Milk Lipase

Early research on lipolytic enzymes in cows milk suggested that at least two major lipases were present a plasma lipase in the skim portion and a membrane lipase associated with the milk fat globule membrane (Tarassuk and Frankel, 1957) while later research indicated that there might be up to six different molecular species with lipase activity (Downey and Andrews, 1969). However, work by Korn (1962) showed that milk contained a lipoprotein lipase (EC 3.1.1.34) (LPL) with properties very similar to those of post-heparin plasma, adipose tissue and heart LPLs, particularly the enhancement of its activity on emulsified triglycerides by blood serum lipoproteins. It is now accepted that LPL is the major, if not the only, lipase in cows milk. Its properties have been reviewed by Olivecrona et al. (2003). 

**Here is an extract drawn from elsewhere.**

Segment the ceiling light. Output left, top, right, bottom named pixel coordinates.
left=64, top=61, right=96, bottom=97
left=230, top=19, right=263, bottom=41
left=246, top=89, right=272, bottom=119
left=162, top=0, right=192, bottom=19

LPL is synthesized in the mammary gland secretory cells and most is transported to the capillary endothelium where it hydrolyzes triglycerides in circulating lipoproteins to FFAs and 2-monoglycerides. These products are absorbed by the mammary gland and used for the synthesis of milk fat. The LPL in milk appears to be identical with the enzyme in the mammary gland (Askew et al., 1970) and to be the result of a spillover. Its level in milk is low at parturition but increases rapidly during the first few days of lactation and remains almost constant for the remainder of the lactation (Saito and Kim, 1995). 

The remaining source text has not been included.